There are big names and juicy details in the report and a few common sense recommendations that baseball likely will adopt, but the notion that this will help put the steroid era behind us evaporated as soon as Selig said during his news conference yesterday that he likely will ignore Mitchell's recommendation that no further disciplinary action be taken against the players named in the report.
So, in the interest of moving forward, Selig is going to review the evidence against the players named in the report and mete out discipline on a "case-by-case basis." That guarantees the game will continue to wallow in this mess for an indeterminate period, all for the purpose of "moving forward" by keeping alive the tawdry memory of what dozens of players did several years ago.
Think about it. We're also doomed to reflect on yesterday's revelations every year at this time for the foreseeable future, because December is the month when the Hall of Fame ballot is mailed out to voters.
This year's ballot, for instance, includes the names of three players -- Mark McGwire, David Justice and Chuck Knoblauch -- who were mentioned prominently in the Mitchell Report. Each ballot sparks legitimate debate over the qualifications of the players named, so in all likelihood we'll be debating the steroid era regularly for many years to come.
That's not all bad, of course. Selig made the point yesterday that the report would serve as a lesson for future generations of major league players and officials, who probably will have to cope with new threats to the integrity of the sport. It's just hard to imagine that anyone really needed another such lesson after years of startling revelations from BALCO and the other federal steroid investigations.
I don't know about you, but I was pretty much maxed out on anabolic angst while Selig was still fretting over what to do about it. Hiring Mitchell might have seemed like the thing to do at the time, but the report was doomed from the beginning to be a compilation of evidence gathered largely from federal investigations going on in San Francisco and Albany, N.Y.

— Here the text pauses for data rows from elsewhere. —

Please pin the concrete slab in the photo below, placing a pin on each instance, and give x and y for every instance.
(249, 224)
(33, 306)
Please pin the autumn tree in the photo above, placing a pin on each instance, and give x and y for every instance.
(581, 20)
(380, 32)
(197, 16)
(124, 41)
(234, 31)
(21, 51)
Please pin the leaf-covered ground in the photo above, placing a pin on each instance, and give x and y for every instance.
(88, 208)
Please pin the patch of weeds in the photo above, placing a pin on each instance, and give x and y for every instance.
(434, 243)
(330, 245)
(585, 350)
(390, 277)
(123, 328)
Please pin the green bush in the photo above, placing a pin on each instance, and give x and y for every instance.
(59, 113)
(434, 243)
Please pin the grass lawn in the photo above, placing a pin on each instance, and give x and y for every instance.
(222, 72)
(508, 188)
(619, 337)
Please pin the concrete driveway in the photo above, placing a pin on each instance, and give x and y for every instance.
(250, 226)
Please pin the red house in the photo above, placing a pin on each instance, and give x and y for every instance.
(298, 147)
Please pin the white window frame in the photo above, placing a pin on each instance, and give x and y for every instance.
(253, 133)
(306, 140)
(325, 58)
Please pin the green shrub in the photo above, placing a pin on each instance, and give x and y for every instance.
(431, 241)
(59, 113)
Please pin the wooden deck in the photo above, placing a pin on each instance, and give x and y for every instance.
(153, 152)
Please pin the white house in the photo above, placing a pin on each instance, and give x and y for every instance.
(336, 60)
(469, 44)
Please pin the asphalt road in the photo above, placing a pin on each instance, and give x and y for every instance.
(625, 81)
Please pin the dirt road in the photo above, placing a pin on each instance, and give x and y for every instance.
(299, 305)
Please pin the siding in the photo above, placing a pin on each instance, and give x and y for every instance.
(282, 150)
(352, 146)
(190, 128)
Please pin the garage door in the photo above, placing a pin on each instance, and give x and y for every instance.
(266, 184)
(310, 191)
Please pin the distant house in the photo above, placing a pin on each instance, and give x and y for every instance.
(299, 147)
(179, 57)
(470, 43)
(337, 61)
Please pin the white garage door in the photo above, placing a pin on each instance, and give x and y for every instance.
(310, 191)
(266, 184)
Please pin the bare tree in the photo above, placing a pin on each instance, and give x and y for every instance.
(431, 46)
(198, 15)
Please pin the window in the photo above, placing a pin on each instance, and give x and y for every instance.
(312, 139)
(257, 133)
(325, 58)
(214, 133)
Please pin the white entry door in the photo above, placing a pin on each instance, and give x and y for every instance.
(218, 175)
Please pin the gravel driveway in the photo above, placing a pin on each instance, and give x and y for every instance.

Mitchell ended up depending heavily on the kindness of strangers, getting surprising cooperation from the government he served with such distinction in the Senate. He was assisted by federal investigators in obtaining testimony from former New York Mets clubhouse attendant Kirk Radomski and personal trainer Brian McNamee, which became the foundation for much of his report. (If you need proof: Radomski was mentioned 577 times in the report and McNamee 156 times.)
The release of the report made for good theater. I'll give Mitchell that. The suspense built for several weeks after he promised to release his findings by the end of the year, and the news conference triple-header was a nice touch, but in his sincere attempt to perform this public exorcism, he might have saddled baseball with serious unintended consequences.
First and foremost, he and Selig really ticked off the Major League Baseball Players Association, which had asked for -- and been denied -- an advance copy of the report so union officials could check for errors and be prepared to answer questions at News Conference No. 3 last night.
Union chief Donald Fehr didn't say a lot, but he called the decision to give his staff only one hour's advance notice of the report "extremely unusual" and "unfortunate," and he left every impression that the union would go to war with Selig over disciplinary action based on uncontested witness statements in the report.
That could drive a new wedge between the owners and the union, and lead to labor strife after the unprecedented cooperation that led to one of the strongest steroid-testing policies in professional sports.
It's also possible some players could sue Mitchell, claiming they were unfairly identified in the report, but Major League Baseball agreed when it embarked on this investigation to indemnify the former senator against civil liability.
That means that somebody got closure yesterday, just not Major League Baseball, and just not us.